We queer folks have had a strange relationship with the way the media presents us. For quite a long time or existence at all was used as a punchline, and it seems like only in the last decade or so we have started to get a lot more nuanced in how we show queer people. Unfortunately, the years of abuse and hiding have created quite a few queer tragedies being made as our main source of representation. BROKEBACK MOUNTAIN, CALL ME BY YOUR NAME, Boy Erased, when I first started watching queer content it seemed all I could find was filled with a base level of suffering.
it's easy to get the impression that we queer people are few and far between, and it's the straight folks that end up in the history books. It doesn't help must public education (mine at least) never mentioned queer people at all, as if we were some glitches in the matrix that should be mostly ignored. After high school, I started doing more research on queer history and started to feel a lot better about the way queer people have silently helped shaped the modern world since the very beginning. But the horror genre? surely the whole of horror doesn't have some fundamentally queer roots that have been swept under the rug, right?
Wrong
Conceived as a follow-up to Horror Noire: A History of Black Horror, Queer for Fear: The History of Queer Horror features interviews with actors, writers, directors, producers, and creators who are icons of horror and suspense, including Boys Don’t Cry and Carrie (2013) director Kimberly Peirce; Scream writer Kevin Williamson; Dear White People and Bad Hair writer Justin Simien; In the Dream House writer Carmen Maria Machado; and Yellowjackets director Karyn Kusama and cast members Jasmin Savoy Brown, Tawny Cypress, and Liv Hewson.
Long story short, this series is awesome. it's not always easy to balance the academic and the entertaining, and this show perfectly walks the line between being a damn good time and a wonderful history lesson all in one fell swoop. The queer folks they interview are all incredibly talented in their own right, and I have had blast hanging out with them over the course of this series. In the past, I have somewhat struggled with the idea I have seen damn near all of the classic horror movies already, and I love the way this series turns over old stones and show you the amazing ecosystem underneath.

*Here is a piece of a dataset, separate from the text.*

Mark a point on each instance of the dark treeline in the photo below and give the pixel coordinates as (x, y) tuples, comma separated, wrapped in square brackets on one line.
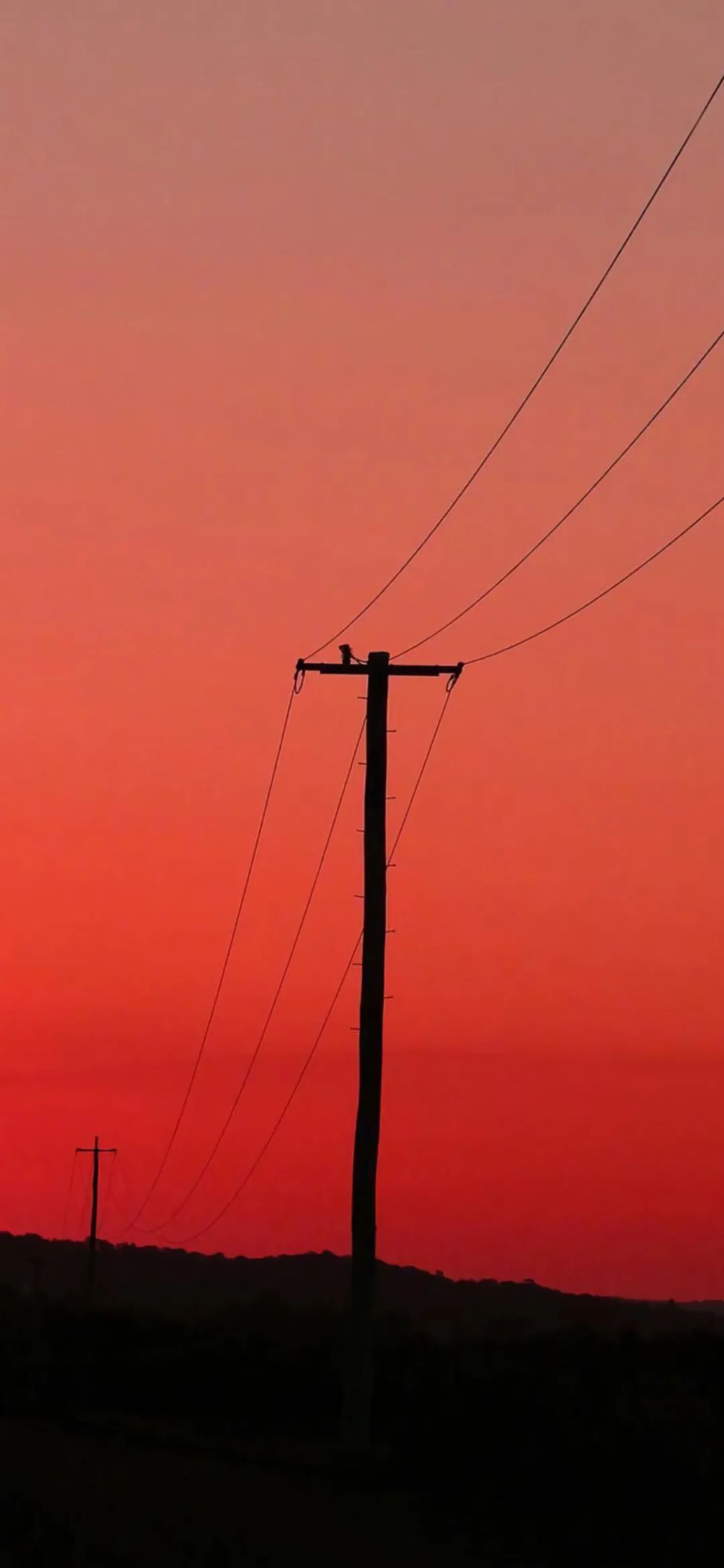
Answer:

Shudder has a handful of similar series at this point, 101 SCARIEST HORROR MOMENTS, History Of Horror, Behind The Monsters, and quite a few more. Some of those series seem a little unnecessary other than to call attention to some old forgotten classics, but both HORROR NOIRE and QUEER FOR FEAR feel like they are doing a public service. chatting about good jump scares is far from necessary on the grand scale of things, but introducing a younger (and gayer) generation to the massive queer impact on all of cinema is damn near noble.
turns out that letting queer people talk openly about their own experiences is a great form of representation.